Jacques ouvre les yeux. Trop de vies dans une seule pour qu’il puisse choisir entre les deux femmes de sa vie qui se trouvent devant lui. Vera est revenu dans sa vie par coïncidence. Il l’a croisée alors qu’il faisait ses courses. Il se sont parlés, elle lui a parlé des enfants, il s’est excusé de ne pas a voir été un bon père ou un bon mari – un assez bon père et un assez bon mari. Il lui a expliqué l’asile, lui a parlé du Docteur Klein qu’il voit toujours une fois par an. Il lui a parlé de la boucherie, de Georges. Il lui a demandé si elle avait trouvé quelqu’un. « Pas quelqu’un comme toi » a été sa réponse. Et bien qu’il avait déjà plus de soixante ans, Jacques a commencé une relation extraconjugale avec sa femme. Il a redécouvert le corps de Vera comme il l’avait connu alors. Il l’a aimé, l’a touché, l’a pénétré. Rien n’était pareil qu’avant.

Mais tout l’a rattrapé. Vera et Martine sont devant lui et il doit faire un choix. Ne serait-ce qu’à l’échelle de la loi, il n’est pas dans les clous. Marié à deux femmes différentes, la lettre de départ de Vera ne fait pas un divorce.

Vera ou Martine ? Depuis deux ans, la question se pose. Il ne connaît pas la réponse. Il ne peut pas connaître la réponse. Comment choisir entre deux femmes parfaites en tout points ? Deux femmes qu’il aime à égal amour ? Est-ce possible ? Oui, il sait que c’est possible. Il a la preuve devant les yeux. Devant lui se trouvent deux femmes qu’il aime pareil.

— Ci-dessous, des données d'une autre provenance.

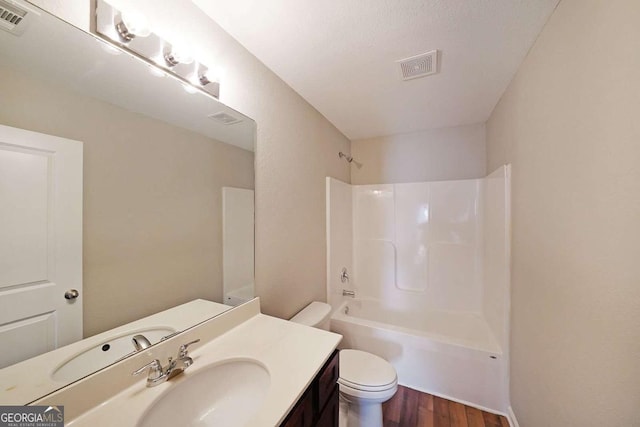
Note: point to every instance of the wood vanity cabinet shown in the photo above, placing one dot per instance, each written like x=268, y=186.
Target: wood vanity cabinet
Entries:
x=318, y=406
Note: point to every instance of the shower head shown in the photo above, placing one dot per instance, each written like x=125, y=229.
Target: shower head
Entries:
x=347, y=157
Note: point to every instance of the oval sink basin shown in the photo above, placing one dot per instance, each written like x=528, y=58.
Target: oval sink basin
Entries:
x=105, y=353
x=227, y=394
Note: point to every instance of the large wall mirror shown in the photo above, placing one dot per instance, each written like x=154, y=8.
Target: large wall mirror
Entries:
x=166, y=190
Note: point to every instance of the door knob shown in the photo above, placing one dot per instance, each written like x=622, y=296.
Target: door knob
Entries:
x=71, y=294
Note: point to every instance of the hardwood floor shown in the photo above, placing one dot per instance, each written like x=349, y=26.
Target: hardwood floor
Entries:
x=410, y=408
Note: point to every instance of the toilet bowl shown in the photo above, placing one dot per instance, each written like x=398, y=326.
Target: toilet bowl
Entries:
x=366, y=380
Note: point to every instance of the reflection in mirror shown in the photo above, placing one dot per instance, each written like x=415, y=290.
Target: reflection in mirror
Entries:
x=160, y=190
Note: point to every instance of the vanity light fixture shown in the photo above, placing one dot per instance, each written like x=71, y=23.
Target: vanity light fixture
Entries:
x=176, y=56
x=130, y=32
x=132, y=25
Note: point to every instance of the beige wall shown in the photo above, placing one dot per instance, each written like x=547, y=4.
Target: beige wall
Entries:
x=152, y=222
x=296, y=149
x=569, y=125
x=433, y=155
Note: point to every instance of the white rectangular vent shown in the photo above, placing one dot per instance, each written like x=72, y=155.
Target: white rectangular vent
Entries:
x=10, y=17
x=225, y=118
x=421, y=65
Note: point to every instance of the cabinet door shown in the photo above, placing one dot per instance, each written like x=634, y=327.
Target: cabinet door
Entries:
x=302, y=414
x=330, y=414
x=327, y=380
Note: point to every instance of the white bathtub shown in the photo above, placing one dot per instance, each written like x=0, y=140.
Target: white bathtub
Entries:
x=453, y=355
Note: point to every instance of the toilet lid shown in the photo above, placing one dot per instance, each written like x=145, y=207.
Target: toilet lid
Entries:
x=366, y=371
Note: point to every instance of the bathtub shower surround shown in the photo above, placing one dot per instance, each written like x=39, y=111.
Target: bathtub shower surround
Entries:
x=429, y=265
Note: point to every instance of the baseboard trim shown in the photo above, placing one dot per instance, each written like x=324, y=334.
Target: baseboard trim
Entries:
x=511, y=416
x=464, y=402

Alors il va falloir les départager autrement.

Son cerveau bloque mais il faut regarder les faits. Les enfants. Il aime Léon plus que tout au monde, plus que les deux femmes qui se trouvent devant lui réunies. Ses autres enfants, il en a eu des nouvelles par Vera mais n’en a jamais demandé. Elle lui parle d’eux mais ce sont des étrangers. Comme si c’était les enfants de quelqu’un d’autre. Et quelque part, c’est vrai. Ce sont ses enfants à elle, pas les siens.

_ Je suis désolé, Vera.

Il la connaît tellement. Son visage masque tout ce qu’elle ressent, surtout devant des gens qu’elle ne connaît pas. Mais il sait qu’il lui a lancé une flèche en plein cœur. Il l’a vu partir, toucher l’organe et ce dernier exploser en un million de petits morceaux fins qui ne pourront jamais être rapiécés. Quand elle était partie, la première fois, il savait qu’il avait déjà brisé son cœur une première fois. Avec le temps, les blessures avaient tout doucement commencé à cicatriser. Certaines avaient guéri sans lui. Pour d’autres, il avait amené le sparadrap. Aucun rouleau ne pourra remettre le cœur de Vera en un seul morceau maintenant. La seule chose à faire, ce sera de le mettre dans un bocal et de bien laver le bocal.

Elle quitte la pièce sans un bruit. Jacques regarde sa seconde épouse, qui n’est finalement pas vraiment son épouse. Elle est en colère. Elle aussi, il la connaît par cœur.

_ Martine…

_ Si je reste, c’est pour Léon. Je ne veux pas qu’il grandisse sans son père. Ne te méprends pas, je te hais. Je te conseille fortement de revoir ton testament en ma faveur, sinon…

Elle s’arrête sur le seuil et lance derrière son épaule :

_ Vois aussi cette histoire de mariage, je ne veux pas avoir à gérer ça quand tu mourras.

Total de mot pour la journée : 1708

Total de mots pour le NaNo : 6020

En plus : Toujours pas de réseau d’où le retard dans le post. On comble un peu le retard. J’ai particulièrement aimé écrire ce prompt.